TechFlow, le 14 décembre, le site officiel Zhengyi a publié un article intitulé « Établir des voies multiples de traitement judiciaire pénal pour les cryptomonnaies impliquées dans des affaires ». Cet article propose d'améliorer les voies de traitement judiciaire des cryptomonnaies impliquées dans des affaires pénales :
Premièrement, clarifier la position juridique et le rôle des institutions tierces. La législation future pourrait inclure ces institutions dans la catégorie des auxiliaires des ventes aux enchères judiciaires, en leur accordant une qualification exclusive de « soumission non publique, ciblée et ponctuelle ».
Deuxièmement, établir un double système de normes techniques et de procédures. La Cour populaire suprême et le Parquet populaire suprême, conjointement avec les autorités de régulation financière, devraient publier conjointement ces deux types de normes. Pour l'évaluation des prix, on prendrait comme référence la moyenne des cours sur les 20 jours précédant la transaction ou le coût supporté par la victime. Le format de preuve sur la chaîne devrait être uniformisé, et les recettes générées seraient directement transférées vers un compte financier spécial, empêchant tout reflux de fonds vers des circuits spéculatifs en cryptomonnaies.
Troisièmement, renforcer la liaison continue entre le contrôle du parquet et la protection des droits. Le parquet participerait à l'ensemble du processus de traitement, exigeant que les institutions tierces soumettent régulièrement des rapports d'avancement. Un mécanisme d'information des droits et d'opposition serait mis en place.
Quatrièmement, explorer des modèles différenciés de traitement. Trois mesures — monétisation, destruction et restitution — seraient appliquées de manière différenciée. Dans les affaires impliquant le retour de biens aux victimes, on privilégierait un modèle de monétisation par enchères ciblées afin de garantir un remboursement intégral. Par exemple, pour les stablecoins obtenus par fraude mais non encore échangés, si la victime souhaite un retour en monnaie d'origine, ceux-ci pourraient être restitués directement sous réserve de conformité aux règles, évitant ainsi des pertes liées aux taux de change. Pour les affaires impliquant la confiscation d'objets interdits, on opterait pour la destruction ou la mise en quarantaine technique afin d'éviter leur réintroduction sur le marché. Ainsi, pour les jetons spécifiquement utilisés dans des pyramides ou des jeux d'argent, dont la liquidité est faible et la profondeur du marché insuffisante, une tentative de monétisation forcée risquerait une dépréciation ; ils pourraient alors être légalement détruits, avec mention expresse dans l'acte de jugement. Pour les cryptomonnaies de haute valeur issues de gains illégaux mélangés à des investissements licites, la priorité serait donnée à la monétisation afin de minimiser les pertes. En outre, pour les affaires de faible montant ou où le suivi technique est difficile, des procédures simplifiées pourraient être explorées, telles que le modèle d'appréciation globale, consistant, en cas d'impossibilité d'identifier complètement le parcours de transfert, à déterminer la valeur et l'appartenance des cryptomonnaies concernées à partir d'un ensemble de preuves.

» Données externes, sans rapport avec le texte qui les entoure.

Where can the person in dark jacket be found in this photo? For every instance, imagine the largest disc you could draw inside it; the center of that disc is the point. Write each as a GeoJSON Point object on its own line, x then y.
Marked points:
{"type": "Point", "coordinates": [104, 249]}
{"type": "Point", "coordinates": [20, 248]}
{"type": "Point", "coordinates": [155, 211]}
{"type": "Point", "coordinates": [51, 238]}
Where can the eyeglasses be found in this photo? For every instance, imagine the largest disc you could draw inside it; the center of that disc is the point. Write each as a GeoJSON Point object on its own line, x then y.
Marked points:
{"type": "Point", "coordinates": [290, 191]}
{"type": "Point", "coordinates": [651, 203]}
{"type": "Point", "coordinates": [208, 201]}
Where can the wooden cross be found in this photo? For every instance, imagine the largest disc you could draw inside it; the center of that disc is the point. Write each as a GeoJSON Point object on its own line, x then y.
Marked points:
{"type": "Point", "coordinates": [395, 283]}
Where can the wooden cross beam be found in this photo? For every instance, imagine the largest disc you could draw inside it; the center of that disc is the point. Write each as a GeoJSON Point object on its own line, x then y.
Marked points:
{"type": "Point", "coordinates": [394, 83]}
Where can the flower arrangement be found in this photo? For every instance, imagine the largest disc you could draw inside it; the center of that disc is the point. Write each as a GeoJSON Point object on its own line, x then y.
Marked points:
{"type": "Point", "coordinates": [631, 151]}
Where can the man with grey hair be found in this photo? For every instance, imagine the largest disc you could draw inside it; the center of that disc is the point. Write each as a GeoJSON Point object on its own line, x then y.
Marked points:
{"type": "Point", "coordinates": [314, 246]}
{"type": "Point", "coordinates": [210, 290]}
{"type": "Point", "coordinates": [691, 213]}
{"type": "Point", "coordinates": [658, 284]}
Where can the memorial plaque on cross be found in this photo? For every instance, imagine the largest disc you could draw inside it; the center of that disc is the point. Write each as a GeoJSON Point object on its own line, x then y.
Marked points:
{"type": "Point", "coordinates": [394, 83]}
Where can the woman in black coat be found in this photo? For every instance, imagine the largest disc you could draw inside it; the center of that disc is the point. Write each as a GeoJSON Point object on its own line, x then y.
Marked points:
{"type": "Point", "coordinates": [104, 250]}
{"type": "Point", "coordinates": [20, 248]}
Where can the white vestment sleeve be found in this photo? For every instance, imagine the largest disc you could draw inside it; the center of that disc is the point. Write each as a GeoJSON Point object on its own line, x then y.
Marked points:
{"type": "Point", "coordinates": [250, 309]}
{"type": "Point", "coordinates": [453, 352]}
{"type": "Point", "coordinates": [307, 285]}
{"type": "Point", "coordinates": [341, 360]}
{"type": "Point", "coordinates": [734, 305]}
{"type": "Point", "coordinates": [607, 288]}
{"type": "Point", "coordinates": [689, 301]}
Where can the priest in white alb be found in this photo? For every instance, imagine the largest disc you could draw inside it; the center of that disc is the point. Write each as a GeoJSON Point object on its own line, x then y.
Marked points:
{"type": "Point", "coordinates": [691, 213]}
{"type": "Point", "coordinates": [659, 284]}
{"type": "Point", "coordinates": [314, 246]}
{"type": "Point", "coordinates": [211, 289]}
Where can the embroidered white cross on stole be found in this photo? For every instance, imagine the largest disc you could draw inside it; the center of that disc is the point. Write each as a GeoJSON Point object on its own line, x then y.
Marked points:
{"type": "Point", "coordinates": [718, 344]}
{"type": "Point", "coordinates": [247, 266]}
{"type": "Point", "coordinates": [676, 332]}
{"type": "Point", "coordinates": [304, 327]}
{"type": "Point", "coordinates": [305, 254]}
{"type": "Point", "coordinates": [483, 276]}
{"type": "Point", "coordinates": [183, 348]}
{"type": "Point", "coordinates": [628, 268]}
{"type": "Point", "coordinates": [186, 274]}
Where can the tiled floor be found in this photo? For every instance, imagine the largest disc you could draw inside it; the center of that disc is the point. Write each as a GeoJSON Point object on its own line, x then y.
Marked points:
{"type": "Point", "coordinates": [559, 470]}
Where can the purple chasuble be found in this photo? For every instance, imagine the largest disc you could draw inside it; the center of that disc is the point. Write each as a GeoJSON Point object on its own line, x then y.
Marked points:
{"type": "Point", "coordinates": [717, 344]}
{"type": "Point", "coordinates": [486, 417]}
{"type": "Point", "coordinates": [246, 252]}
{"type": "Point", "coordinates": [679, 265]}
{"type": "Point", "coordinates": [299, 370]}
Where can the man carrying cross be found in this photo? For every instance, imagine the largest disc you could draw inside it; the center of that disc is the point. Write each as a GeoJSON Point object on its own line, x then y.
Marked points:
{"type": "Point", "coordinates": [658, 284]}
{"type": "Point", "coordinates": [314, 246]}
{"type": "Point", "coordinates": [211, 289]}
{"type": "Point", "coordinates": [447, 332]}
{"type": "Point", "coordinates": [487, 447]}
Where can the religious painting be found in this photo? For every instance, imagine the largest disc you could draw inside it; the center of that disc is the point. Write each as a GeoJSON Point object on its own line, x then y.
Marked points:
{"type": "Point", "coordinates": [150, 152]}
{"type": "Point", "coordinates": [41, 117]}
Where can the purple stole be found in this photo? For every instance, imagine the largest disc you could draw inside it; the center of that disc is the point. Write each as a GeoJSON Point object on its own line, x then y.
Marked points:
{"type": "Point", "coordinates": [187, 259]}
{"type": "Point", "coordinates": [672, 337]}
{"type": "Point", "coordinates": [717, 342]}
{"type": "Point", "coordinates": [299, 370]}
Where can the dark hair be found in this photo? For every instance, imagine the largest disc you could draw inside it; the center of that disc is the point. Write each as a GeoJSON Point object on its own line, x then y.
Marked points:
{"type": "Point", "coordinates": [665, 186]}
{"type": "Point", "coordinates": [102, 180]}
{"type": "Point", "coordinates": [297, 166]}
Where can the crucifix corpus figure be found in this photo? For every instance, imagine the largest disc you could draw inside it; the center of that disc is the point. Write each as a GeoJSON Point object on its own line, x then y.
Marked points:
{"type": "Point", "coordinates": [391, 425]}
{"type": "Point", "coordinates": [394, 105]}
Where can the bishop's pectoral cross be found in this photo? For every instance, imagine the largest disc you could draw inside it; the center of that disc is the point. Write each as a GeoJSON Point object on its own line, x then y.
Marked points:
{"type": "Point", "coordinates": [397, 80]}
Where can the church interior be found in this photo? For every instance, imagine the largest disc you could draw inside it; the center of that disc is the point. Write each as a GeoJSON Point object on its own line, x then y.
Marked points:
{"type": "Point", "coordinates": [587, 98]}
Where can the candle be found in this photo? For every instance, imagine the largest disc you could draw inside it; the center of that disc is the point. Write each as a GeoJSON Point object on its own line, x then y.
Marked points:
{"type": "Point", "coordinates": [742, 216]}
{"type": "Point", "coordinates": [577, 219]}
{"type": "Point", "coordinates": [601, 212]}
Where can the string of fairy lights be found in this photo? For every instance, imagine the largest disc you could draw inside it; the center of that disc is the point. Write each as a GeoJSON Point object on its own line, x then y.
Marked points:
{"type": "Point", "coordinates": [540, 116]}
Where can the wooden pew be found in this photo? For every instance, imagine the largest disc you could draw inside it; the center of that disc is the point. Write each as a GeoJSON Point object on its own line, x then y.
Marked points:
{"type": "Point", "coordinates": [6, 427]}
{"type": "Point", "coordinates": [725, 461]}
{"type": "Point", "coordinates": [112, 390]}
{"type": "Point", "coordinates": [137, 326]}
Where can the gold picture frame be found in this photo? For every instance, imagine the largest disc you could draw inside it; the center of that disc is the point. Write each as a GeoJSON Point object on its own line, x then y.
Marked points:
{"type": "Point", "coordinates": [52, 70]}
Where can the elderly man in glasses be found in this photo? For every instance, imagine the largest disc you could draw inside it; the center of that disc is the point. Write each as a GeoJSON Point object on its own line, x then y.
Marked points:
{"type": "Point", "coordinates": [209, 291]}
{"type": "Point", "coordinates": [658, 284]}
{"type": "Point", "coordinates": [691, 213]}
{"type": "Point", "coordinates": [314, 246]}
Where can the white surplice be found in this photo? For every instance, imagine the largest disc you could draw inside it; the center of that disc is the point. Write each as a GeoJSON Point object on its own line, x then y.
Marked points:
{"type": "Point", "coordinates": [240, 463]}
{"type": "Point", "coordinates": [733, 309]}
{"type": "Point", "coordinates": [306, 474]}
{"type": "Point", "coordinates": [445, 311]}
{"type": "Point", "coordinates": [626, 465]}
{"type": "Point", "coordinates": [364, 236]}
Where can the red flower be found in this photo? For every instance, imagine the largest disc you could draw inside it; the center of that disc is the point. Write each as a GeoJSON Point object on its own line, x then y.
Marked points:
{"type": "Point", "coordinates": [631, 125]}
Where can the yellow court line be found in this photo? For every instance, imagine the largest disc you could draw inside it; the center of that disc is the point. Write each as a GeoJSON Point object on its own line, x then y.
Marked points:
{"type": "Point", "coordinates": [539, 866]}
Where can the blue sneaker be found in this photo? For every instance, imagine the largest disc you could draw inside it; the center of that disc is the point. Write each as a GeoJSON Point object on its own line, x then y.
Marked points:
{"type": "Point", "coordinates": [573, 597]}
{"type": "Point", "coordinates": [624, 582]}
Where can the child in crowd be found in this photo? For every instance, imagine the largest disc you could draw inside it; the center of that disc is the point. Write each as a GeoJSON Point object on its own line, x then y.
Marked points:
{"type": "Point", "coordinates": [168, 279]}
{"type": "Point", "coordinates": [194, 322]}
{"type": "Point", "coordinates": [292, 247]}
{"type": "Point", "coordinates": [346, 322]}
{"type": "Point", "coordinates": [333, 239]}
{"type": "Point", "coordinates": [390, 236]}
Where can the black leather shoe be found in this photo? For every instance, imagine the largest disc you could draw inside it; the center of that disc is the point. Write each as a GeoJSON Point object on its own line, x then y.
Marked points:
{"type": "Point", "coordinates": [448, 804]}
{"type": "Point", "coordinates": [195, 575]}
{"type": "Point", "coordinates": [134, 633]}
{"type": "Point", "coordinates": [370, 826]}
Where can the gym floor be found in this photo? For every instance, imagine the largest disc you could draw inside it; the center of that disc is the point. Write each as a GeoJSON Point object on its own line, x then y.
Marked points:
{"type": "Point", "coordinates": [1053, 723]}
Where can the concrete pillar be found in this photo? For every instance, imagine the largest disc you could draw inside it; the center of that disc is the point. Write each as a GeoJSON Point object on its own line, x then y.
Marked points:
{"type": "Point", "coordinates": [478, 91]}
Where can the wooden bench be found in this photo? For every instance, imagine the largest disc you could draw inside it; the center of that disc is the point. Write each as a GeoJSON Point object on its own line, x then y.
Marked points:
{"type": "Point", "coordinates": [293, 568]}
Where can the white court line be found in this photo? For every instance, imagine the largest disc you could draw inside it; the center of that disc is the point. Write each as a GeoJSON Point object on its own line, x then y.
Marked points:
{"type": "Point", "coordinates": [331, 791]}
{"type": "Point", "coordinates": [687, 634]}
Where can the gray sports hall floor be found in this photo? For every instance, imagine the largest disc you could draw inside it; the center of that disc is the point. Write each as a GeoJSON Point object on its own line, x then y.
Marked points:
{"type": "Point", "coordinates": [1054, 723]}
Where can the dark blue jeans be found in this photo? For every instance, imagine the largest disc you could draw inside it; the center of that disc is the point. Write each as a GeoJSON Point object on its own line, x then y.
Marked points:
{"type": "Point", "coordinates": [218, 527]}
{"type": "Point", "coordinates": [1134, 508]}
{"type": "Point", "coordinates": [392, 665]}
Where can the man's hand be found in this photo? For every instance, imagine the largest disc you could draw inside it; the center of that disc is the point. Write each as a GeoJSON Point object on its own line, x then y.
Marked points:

On signale que Zhengyi网 est une plateforme internet intégrée gérée par le journal du Parquet populaire suprême. Les auteurs de cet article sont respectivement membre du comité du Parti du Tiers Parquet populaire municipal de Beijing, chercheur principal de première classe, professeur à la faculté de droit de l'Université de commerce et d'économie de Pékin et directeur de thèses, et chargé de recherche au Centre d'études sur la gouvernance intègre et la règle de droit de cette même université.